Nevertheless to Shoon Abbey certain dubious filaments stretched out. The first act of the joker had been to burgle Mrs Birdwire and news of this burglary had upset a certain Horace Benton, once disreputably employed by Jasper Shoon himself. At the Abbey was Benton’s colleague Bussenschutt, who had been prompted by these events to an ingenious cultivation of the burgled lady. Here in the car was Gerald Winter, who had communicated Timmy’s story of the burglary to the others, and who had become so laudably anxious to investigate the troublesome incidents at the home of his pupil Timmy Eliot. The connexion between these facts was obscure, but could scarcely be illusory.

They were off to the Abbey now in fulfilment of a visit which had been in the air for some days. Appleby wondered how the project had originated. Belinda worked at the Abbey, but until yesterday its owner and Mr Eliot had been only slightly acquainted. Yesterday Shoon had appeared, flanked by Bussenschutt and Mrs Birdwire, and had presented something between an invitation and a summons to the Rust party at large. By what had this been prompted? There was, it seemed, a considerable party at the Abbey already: nothing less than a gathering of that dubious organization to which Shoon, with unamiable but sufficient irony, had given the title of Friends of the Venerable Bede. With these were now to be mingled the servants of the Spider. Who had engineered this fusion? And for what purpose? For Appleby found himself convinced that the plot was still thickening and that this expansive expedition was not mere drift. The mystery which lay behind lay in front as well.

 

Mrs Moule had come to a different conclusion. ‘Of course,’ she said, ‘I am looking forward to seeing the Abbey too. But I would be just a
shade
happier if these horrid jokes had been cleared up first. We do a little seem to be running away. And they have been so confusing as well as horrid that they tend to go round and round in one’s head.’

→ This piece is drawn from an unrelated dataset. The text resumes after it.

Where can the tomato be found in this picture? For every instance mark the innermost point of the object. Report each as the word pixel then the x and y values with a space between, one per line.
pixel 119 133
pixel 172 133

‘A mighty maze,’ said Mr Eliot, ‘but not without a plan… Has anyone got a match?’

Appleby, supplying matches, wondered what way the wind was wont to be blowing when his host turned from pigs to Pope.

‘And after all,’ said Winter, ‘nearly everybody is coming across. I shouldn’t be surprised if we make considerable headway at the Abbey.’

‘I agree.’ Mr Eliot, without turning round, spoke with brisk decision. ‘And curiously enough Rupert – who has, you know, great knowledge of the world – made exactly the same remark before we set out. John, what do you think?’

‘It doesn’t seem at all unlikely that we are carrying our domestic incubus with us.’

Mrs Moule, impressed by this mysterious unanimity, peered rather anxiously ahead. ‘You really think so? I’m sure Mr Shoon’s home is a most dangerous place for jokers. All those guns and explosives and things. Belinda’ – Belinda and Timmy were on the little seats in front of her – ‘does he keep his sinister wares on the premises?’

Belinda laughed. ‘I’ve never seen any. But it’s a big place and there are mysterious doings sometimes in the ruins. I think they do a little quiet research.’

‘It seems to me in
rather
bad taste’, said Mrs Moule, ‘to construct what is almost a
religious
setting for that sort of thing… Of course I don’t mean anything that Sir Archibald had to do with.’

‘Sir Archibald?’ Appleby stiffened abruptly against luxurious upholstery.

‘It’s the only thing’, explained Timmy – he had scarcely spoken since they set out – ‘that Archie has done since his bridge. Shoon knew Archie long before Belinda went to the Abbey. And he called him in over the west tower. Ruined towers, it seems, are uncommonly tricky. You have to get permission from county authorities before you put up that sort of thing. Shoon got Archie to make quite an engineering job of it. They were quite thick, one gathers, for a while.’